Freightways, which delivers around 50 million items annually through brands like New Zealand Couriers and Post Haste Couriers, reported a 22 percent lift in net profit to $60.9 million in the year to June 30, while underlying profit before one-off items rose 4.1 percent to $56.6 million. Basic earnings per share, before non-recurring items, lifted to 36.5 cents per share versus 35.1 cents per share in the prior period. Revenue rose 7.9 percent to $545.3 million. 

Directors declared a fully-imputed final dividend of 14.75 cents per share, a 2 percent increase on the previous corresponding period of 14.5 cents per share. This represents a payout of about $22.9 million compared with $22.5 million in the prior period. The dividend has a record date of Sept. 15 and will be paid on Oct. 2.

"This result has been achieved in a year that has included the challenges of a significant natural disaster, the completion of a number of major capacity-related projects and at a time of strong growth in volumes and related activity," said managing director Dean Bracewell in the annual results presentation. 
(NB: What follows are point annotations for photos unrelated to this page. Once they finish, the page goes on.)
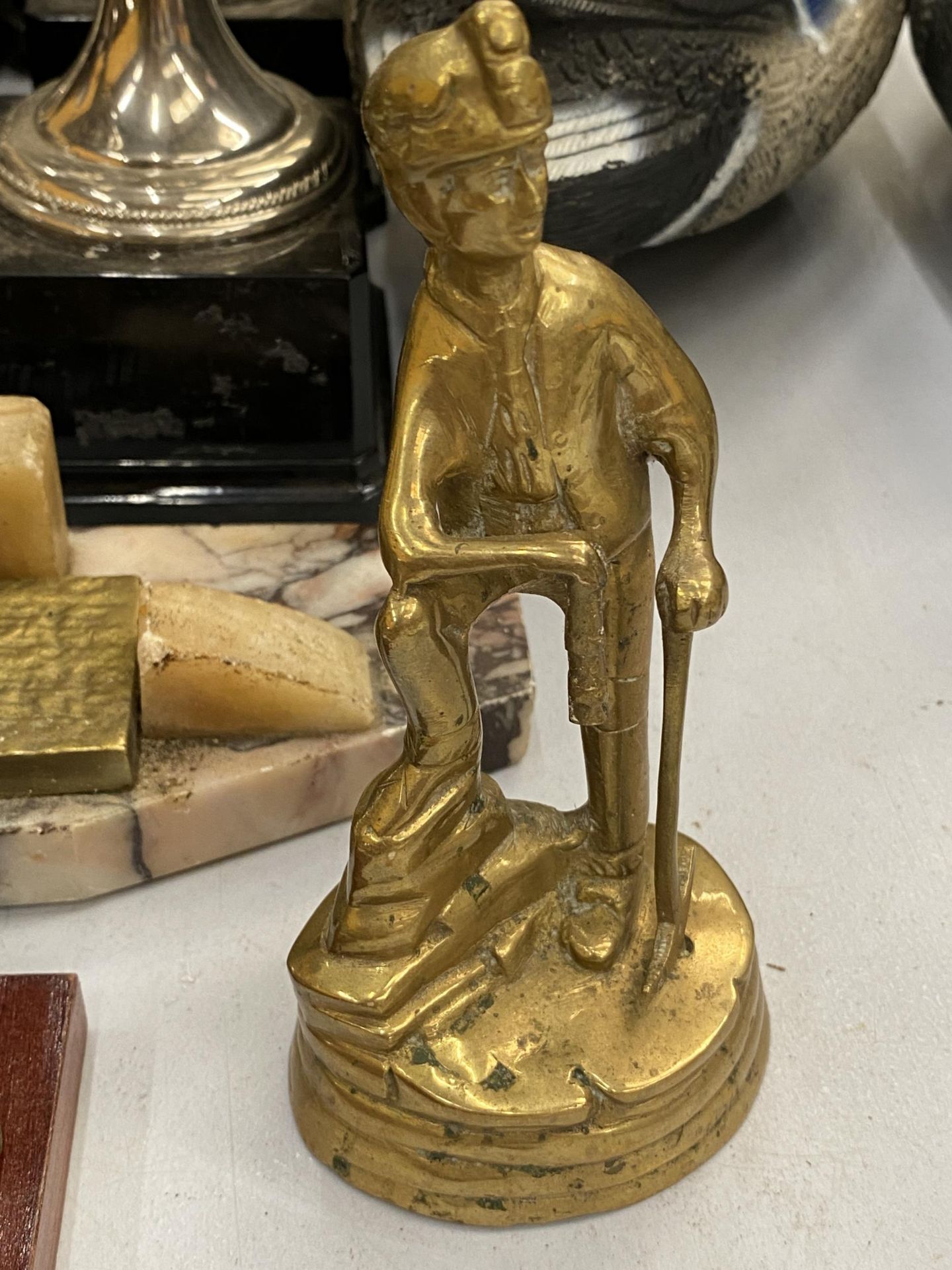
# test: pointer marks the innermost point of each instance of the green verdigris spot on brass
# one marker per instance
(469, 1017)
(499, 1079)
(422, 1053)
(493, 1202)
(476, 886)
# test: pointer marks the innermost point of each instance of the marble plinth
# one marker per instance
(197, 802)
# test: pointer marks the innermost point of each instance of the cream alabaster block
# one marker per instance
(33, 541)
(201, 800)
(214, 663)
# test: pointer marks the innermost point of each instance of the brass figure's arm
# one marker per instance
(673, 421)
(426, 454)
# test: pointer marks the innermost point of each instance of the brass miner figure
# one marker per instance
(502, 1017)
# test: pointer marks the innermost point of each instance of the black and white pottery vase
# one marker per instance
(674, 117)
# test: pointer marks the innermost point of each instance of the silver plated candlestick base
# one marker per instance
(164, 131)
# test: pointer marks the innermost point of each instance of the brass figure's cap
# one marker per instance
(459, 93)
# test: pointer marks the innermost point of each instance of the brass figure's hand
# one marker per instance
(583, 562)
(692, 589)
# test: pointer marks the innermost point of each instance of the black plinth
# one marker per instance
(12, 34)
(301, 40)
(241, 381)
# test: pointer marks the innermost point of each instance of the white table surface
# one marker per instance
(818, 769)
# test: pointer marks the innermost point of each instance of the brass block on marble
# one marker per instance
(69, 685)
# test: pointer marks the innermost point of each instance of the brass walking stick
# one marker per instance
(673, 874)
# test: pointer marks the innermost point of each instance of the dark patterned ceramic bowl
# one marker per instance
(672, 118)
(932, 36)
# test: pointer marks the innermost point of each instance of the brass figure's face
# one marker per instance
(492, 208)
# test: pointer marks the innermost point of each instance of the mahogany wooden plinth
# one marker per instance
(42, 1042)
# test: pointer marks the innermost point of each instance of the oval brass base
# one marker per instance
(600, 1096)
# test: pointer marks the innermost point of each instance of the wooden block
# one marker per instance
(42, 1042)
(33, 541)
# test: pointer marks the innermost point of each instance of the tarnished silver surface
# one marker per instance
(165, 131)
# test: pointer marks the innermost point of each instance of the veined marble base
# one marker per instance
(197, 800)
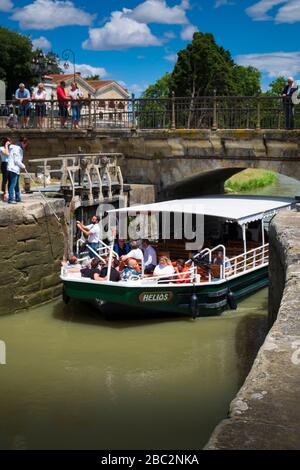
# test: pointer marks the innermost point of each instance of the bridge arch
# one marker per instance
(211, 181)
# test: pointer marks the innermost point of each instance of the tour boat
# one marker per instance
(236, 226)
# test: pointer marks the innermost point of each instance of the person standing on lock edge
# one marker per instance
(14, 166)
(62, 99)
(4, 153)
(76, 102)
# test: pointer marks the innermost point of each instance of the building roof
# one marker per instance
(96, 84)
(56, 77)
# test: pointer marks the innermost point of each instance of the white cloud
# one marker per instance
(50, 14)
(187, 32)
(137, 88)
(220, 3)
(288, 11)
(41, 43)
(84, 69)
(273, 64)
(157, 11)
(171, 57)
(6, 5)
(169, 35)
(120, 32)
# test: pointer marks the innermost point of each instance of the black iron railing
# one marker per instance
(208, 112)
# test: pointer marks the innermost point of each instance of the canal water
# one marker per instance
(75, 380)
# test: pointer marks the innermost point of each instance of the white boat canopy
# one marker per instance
(241, 209)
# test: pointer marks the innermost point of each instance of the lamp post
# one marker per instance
(40, 65)
(66, 56)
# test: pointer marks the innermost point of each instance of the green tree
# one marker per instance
(43, 64)
(203, 67)
(154, 108)
(160, 89)
(276, 87)
(15, 60)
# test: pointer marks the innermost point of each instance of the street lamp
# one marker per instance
(41, 65)
(66, 55)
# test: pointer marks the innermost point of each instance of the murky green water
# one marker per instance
(75, 380)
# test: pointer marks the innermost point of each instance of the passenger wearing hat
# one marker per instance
(288, 105)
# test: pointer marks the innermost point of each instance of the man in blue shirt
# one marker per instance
(23, 100)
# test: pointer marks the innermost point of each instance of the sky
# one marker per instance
(135, 42)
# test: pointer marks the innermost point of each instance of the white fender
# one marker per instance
(295, 98)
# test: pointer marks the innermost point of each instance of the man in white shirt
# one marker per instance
(150, 258)
(14, 166)
(135, 253)
(91, 231)
(164, 268)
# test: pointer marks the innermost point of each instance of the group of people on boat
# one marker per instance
(128, 267)
(133, 260)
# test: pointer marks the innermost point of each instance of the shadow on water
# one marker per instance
(250, 334)
(112, 315)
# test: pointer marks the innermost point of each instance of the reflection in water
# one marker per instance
(76, 380)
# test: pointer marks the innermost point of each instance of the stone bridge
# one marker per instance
(180, 163)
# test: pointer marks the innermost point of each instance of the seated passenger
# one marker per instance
(182, 271)
(150, 258)
(219, 260)
(103, 275)
(135, 252)
(121, 247)
(164, 268)
(91, 270)
(131, 270)
(72, 265)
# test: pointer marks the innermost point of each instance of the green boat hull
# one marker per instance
(200, 300)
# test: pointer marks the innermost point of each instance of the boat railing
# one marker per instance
(250, 259)
(187, 276)
(209, 251)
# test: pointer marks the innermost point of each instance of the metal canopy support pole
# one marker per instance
(263, 241)
(110, 258)
(245, 244)
(262, 232)
(244, 237)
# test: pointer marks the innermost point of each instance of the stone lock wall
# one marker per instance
(265, 414)
(31, 249)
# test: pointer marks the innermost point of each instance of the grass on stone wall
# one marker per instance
(250, 179)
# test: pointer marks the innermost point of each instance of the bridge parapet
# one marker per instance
(205, 112)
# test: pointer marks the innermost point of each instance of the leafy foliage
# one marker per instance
(160, 89)
(276, 87)
(15, 60)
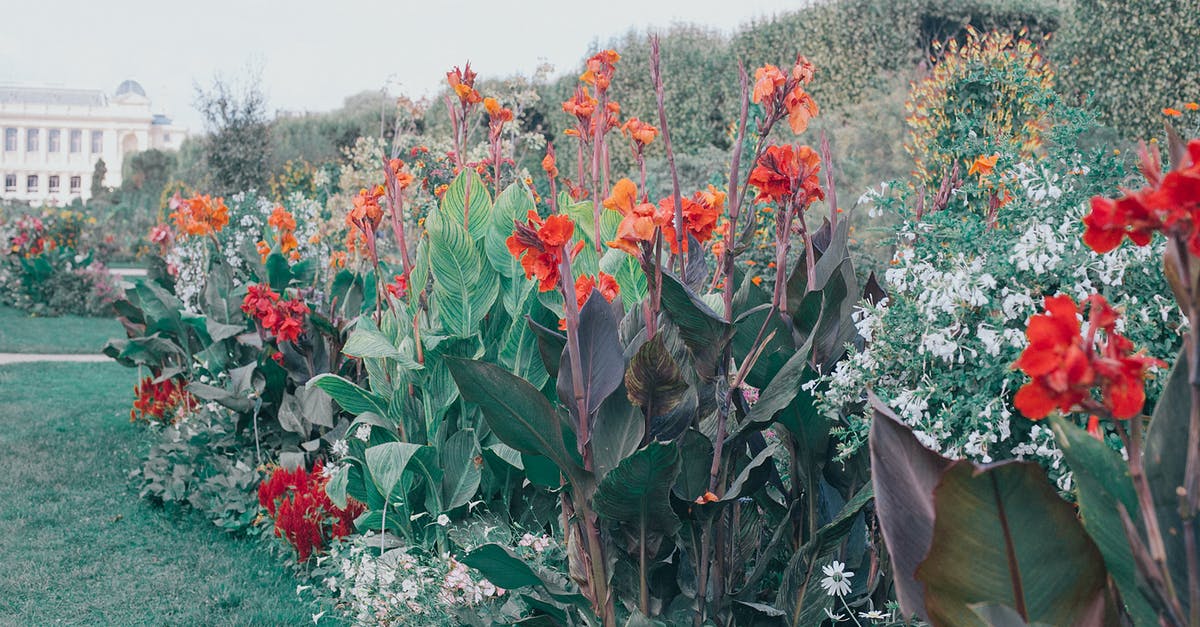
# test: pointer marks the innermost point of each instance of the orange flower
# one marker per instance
(640, 132)
(983, 165)
(403, 177)
(498, 114)
(282, 220)
(639, 219)
(600, 69)
(540, 245)
(766, 81)
(581, 105)
(786, 175)
(549, 163)
(463, 84)
(199, 215)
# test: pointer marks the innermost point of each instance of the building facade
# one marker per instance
(51, 138)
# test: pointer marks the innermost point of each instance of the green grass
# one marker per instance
(79, 547)
(21, 333)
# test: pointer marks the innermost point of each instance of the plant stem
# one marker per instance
(657, 77)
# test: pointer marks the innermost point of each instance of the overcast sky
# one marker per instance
(312, 54)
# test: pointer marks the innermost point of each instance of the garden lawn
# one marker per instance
(21, 333)
(79, 547)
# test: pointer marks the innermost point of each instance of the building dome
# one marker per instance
(130, 87)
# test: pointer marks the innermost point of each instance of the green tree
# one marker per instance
(237, 150)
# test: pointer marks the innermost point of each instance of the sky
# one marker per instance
(311, 54)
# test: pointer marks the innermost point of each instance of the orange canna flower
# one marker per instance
(640, 132)
(463, 84)
(766, 81)
(983, 165)
(639, 220)
(540, 244)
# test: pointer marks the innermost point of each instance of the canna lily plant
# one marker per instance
(978, 544)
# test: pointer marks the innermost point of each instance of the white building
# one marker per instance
(52, 137)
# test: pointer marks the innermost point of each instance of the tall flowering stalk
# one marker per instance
(1098, 371)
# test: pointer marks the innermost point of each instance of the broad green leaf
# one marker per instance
(463, 286)
(348, 395)
(1102, 482)
(600, 357)
(801, 597)
(904, 475)
(461, 471)
(705, 333)
(502, 567)
(653, 381)
(515, 411)
(468, 204)
(637, 490)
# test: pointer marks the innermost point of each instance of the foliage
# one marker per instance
(237, 149)
(1127, 59)
(991, 93)
(961, 286)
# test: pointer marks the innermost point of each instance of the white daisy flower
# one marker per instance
(837, 580)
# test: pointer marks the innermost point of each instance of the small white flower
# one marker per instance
(835, 617)
(837, 580)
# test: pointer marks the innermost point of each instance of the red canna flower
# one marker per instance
(639, 219)
(600, 67)
(1170, 203)
(463, 84)
(540, 245)
(1065, 366)
(787, 177)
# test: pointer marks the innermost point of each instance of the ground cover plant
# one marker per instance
(486, 374)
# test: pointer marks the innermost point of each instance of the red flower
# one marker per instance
(303, 512)
(787, 175)
(540, 245)
(583, 287)
(1065, 366)
(1170, 203)
(639, 219)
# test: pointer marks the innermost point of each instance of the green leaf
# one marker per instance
(653, 381)
(705, 333)
(1003, 536)
(463, 286)
(801, 596)
(600, 357)
(461, 472)
(502, 567)
(468, 204)
(1102, 482)
(904, 475)
(637, 490)
(348, 395)
(515, 411)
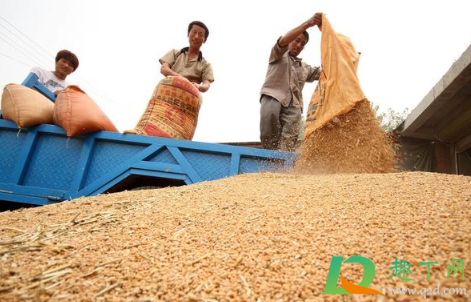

The express package and business mail division lifted operating revenue 8.7 percent to $402.6 million. The company said volume growth was "consistently strong, particularly so in the peak month of December." It noted that the growth, from both existing and new customers, created pressure on the service capability of this division at a time when it was transitioning to a new model of freighter aircraft, relocating its primary South Island freight hub and implementing wide-reaching operational contingencies in the aftermath of the North Canterbury earthquake. As a result, modest price increases were implemented to offset rising costs and disruption surcharges were introduced to offset earthquake-related contingency costs. 

Bracewell said the package and mail division, which makes up the bulk of the business, is being shored up by package delivery as more people turn to online shopping but said the mail business was still solid, in particular for things like medical reports and records and other urgent business mail. 

According to Freightways, its business mail operator, DX Mail, again expanded its postal delivery network in several locations throughout New Zealand to satisfy increasing demand for its overnight and five-day per week delivery of standard-priced letters. Despite the decline of the overall letter market, DX Mail’s postal delivery volumes and physical and digital transactional mailhouse services continue to grow profitably, it said.

Within information management, the operating revenue increased 5.4 percent to $144.2 million. Good results from Shred-X and TIMG New Zealand were in contrast to the performance from TIMG Australia, which was not to expectation, it said.

"Within TIMG Australia, its LitSupport business performed at the bottom end of the range of expectations set at the time of acquiring the business," it said. According to Freightways, restructuring that occurred in November/December and the winning of a number of new contracts has, as expected, improved LitSupport’s performance in the second half of the financial year, but not to the extent that any earn-out is expected to be paid to the previous owners. 

Bracewell said, however, he expects the second half improvement at LitSupport to flow into the current financial year. 

Looking ahead, Freighways was upbeat. "Volumes and activity levels experienced throughout 2017 are expected to increase during 2018, from both existing and new customers. Accordingly, Freightways is again targeting year-on-year earnings growth."